# LOST DOG - CORGI -CT and Surrounding Areas!



## Jbird (Nov 2, 2009)

Ok, guys guess what??? The dog that helped to track Andy today was a Golden Retriever!!!! Please lets hope he gets home soon!


----------



## Karen519 (Aug 21, 2006)

*Jbird*

Jbird

What a beautiful Golden you have!


----------



## Jbird (Nov 2, 2009)

bumping up for Andy.

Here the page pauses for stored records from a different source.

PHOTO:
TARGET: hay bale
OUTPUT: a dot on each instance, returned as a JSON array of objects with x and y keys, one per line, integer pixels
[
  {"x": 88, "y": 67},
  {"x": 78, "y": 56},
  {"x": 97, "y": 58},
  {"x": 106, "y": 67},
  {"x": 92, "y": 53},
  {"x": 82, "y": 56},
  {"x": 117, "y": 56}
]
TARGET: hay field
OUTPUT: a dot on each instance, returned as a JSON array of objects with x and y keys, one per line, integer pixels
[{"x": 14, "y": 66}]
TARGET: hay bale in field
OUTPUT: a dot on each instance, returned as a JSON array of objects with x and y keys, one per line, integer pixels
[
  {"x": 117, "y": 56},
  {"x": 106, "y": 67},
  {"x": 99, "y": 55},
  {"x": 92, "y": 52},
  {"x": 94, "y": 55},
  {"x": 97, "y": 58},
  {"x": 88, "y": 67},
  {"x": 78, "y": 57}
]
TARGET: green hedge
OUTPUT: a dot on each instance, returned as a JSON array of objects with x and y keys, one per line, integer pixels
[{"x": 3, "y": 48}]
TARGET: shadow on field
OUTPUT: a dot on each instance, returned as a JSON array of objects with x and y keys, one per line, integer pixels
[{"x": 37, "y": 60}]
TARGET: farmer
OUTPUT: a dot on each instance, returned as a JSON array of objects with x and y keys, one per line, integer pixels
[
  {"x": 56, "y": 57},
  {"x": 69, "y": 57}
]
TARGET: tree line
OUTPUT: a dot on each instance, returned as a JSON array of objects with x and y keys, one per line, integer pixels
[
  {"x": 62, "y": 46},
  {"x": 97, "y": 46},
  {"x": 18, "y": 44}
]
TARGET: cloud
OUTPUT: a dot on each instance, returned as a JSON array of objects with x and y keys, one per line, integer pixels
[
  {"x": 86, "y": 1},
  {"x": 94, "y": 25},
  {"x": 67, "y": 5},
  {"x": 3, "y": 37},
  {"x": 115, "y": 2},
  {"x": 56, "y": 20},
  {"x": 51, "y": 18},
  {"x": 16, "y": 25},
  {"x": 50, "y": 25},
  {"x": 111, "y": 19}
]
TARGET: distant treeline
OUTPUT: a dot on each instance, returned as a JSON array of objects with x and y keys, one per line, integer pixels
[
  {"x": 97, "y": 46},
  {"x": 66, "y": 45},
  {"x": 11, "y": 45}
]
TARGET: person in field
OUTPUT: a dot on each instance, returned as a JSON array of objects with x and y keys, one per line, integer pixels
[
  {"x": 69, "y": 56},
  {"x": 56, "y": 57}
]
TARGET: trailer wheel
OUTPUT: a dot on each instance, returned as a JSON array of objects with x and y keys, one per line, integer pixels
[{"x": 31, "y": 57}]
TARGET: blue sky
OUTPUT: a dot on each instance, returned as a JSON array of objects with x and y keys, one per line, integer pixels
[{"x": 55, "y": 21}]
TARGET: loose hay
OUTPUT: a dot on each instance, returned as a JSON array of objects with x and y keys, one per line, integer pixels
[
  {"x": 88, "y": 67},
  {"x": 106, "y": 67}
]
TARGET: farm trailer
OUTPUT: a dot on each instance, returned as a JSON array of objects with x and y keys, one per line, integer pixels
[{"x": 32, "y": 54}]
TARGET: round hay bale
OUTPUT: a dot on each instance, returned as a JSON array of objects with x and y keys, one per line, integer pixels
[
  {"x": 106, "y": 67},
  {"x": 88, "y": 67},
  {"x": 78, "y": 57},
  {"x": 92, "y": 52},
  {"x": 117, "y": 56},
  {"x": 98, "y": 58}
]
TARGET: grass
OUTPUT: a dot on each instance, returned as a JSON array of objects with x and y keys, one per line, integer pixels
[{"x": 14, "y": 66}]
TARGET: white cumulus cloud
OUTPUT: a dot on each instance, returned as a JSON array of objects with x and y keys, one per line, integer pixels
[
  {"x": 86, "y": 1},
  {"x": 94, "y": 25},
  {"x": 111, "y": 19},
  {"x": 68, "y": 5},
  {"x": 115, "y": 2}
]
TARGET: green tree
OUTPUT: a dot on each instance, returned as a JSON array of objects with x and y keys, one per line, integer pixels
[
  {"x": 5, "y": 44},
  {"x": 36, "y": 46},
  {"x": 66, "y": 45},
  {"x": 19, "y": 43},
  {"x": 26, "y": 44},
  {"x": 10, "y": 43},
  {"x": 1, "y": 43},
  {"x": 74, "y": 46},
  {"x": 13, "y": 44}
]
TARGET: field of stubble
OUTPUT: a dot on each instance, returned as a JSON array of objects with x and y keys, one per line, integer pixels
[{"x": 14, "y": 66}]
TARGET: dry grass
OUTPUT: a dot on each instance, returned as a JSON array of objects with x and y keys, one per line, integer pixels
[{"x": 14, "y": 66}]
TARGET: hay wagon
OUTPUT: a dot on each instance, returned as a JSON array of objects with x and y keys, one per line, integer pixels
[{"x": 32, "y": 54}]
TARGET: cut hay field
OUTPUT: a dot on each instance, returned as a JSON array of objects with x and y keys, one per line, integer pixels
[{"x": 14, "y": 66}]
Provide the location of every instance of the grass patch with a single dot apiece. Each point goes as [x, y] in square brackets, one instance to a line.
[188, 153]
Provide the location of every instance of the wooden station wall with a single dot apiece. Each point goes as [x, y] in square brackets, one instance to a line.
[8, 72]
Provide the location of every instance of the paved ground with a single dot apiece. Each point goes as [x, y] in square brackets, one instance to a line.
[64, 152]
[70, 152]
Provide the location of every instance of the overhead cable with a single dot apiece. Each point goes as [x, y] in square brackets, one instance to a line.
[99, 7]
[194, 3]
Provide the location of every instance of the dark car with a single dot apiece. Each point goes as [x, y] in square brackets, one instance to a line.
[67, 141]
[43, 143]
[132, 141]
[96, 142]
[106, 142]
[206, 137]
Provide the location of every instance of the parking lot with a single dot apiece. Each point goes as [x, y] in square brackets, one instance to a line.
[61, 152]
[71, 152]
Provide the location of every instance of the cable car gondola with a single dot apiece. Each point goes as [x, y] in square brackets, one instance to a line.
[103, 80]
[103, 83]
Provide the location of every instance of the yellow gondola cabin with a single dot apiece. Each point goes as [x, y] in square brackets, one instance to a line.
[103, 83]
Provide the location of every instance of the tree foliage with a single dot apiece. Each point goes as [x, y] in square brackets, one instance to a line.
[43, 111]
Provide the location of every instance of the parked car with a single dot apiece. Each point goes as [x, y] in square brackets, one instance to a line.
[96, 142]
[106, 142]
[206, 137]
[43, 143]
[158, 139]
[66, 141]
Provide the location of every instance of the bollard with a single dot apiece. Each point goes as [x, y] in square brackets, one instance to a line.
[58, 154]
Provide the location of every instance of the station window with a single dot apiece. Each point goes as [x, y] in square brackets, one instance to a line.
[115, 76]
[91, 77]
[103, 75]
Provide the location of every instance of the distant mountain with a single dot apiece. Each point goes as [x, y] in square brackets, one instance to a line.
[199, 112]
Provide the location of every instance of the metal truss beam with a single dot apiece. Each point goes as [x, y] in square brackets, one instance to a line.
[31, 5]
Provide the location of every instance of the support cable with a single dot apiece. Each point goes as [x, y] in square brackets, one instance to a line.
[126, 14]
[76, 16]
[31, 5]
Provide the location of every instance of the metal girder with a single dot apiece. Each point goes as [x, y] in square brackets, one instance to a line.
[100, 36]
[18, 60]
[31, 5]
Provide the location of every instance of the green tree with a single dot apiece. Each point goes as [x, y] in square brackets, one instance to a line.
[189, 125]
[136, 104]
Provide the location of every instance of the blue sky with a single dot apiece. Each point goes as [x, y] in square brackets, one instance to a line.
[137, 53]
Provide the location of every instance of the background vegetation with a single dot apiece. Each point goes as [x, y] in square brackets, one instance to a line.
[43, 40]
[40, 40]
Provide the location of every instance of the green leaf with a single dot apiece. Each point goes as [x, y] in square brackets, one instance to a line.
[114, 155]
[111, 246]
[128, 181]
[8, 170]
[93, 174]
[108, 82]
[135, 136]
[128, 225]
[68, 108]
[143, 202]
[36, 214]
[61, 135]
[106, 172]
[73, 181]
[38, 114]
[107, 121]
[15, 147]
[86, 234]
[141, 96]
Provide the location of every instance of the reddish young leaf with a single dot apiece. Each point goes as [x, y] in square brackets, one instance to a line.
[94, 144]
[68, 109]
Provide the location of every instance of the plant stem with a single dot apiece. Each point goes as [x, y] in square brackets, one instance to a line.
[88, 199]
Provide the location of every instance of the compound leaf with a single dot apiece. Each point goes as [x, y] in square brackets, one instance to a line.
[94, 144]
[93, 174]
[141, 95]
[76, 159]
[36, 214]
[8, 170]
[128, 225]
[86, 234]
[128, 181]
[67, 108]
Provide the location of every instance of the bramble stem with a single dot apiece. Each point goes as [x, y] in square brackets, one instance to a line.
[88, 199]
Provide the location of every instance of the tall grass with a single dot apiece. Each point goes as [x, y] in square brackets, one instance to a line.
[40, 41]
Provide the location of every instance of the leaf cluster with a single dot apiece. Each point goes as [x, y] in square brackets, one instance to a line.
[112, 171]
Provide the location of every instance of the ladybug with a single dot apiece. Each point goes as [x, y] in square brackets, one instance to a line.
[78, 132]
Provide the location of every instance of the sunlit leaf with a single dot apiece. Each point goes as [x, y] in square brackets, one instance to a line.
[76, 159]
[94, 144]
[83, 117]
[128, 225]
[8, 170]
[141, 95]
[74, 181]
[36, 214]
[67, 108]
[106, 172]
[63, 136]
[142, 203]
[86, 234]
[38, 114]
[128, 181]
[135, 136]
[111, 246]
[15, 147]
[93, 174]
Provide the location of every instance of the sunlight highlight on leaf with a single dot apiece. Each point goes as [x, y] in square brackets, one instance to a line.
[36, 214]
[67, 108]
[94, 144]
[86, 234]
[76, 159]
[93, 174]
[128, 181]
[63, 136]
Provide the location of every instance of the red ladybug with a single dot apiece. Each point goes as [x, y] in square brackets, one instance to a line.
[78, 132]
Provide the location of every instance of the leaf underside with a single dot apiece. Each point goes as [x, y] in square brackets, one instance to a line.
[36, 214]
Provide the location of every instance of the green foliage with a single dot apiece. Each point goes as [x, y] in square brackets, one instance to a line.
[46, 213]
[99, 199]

He is still lost.


----------



## Jbird (Nov 2, 2009)

For anyone in lower Fairfield County there has been an Andy sighting twice today in the same location by two different people!!!!

From his facebook page:

"A quick update as some people have requested-we were out posting flyers tonight by the South Norwalk Train Station-and spoke to a taxi driver, who told us when we handed him the flyer that he had seen ANDY this morning at Connecticut Avenue and Taylor.....which is the second sighting of ANDY in that location in one day-by two different people-we then went to COZMO PIZZA and left more flyers and spoke to them-they had not seen ANDY but they will keep their eyes open."

https://www.facebook.com/pages/Bring...23338351030976
Bring Andy Home


Hopefully some good news soon!


----------



## Jbird (Nov 2, 2009)

Bumping up for Andy, who we contine to hope for a happy ending soon.

Bring Andy Home


----------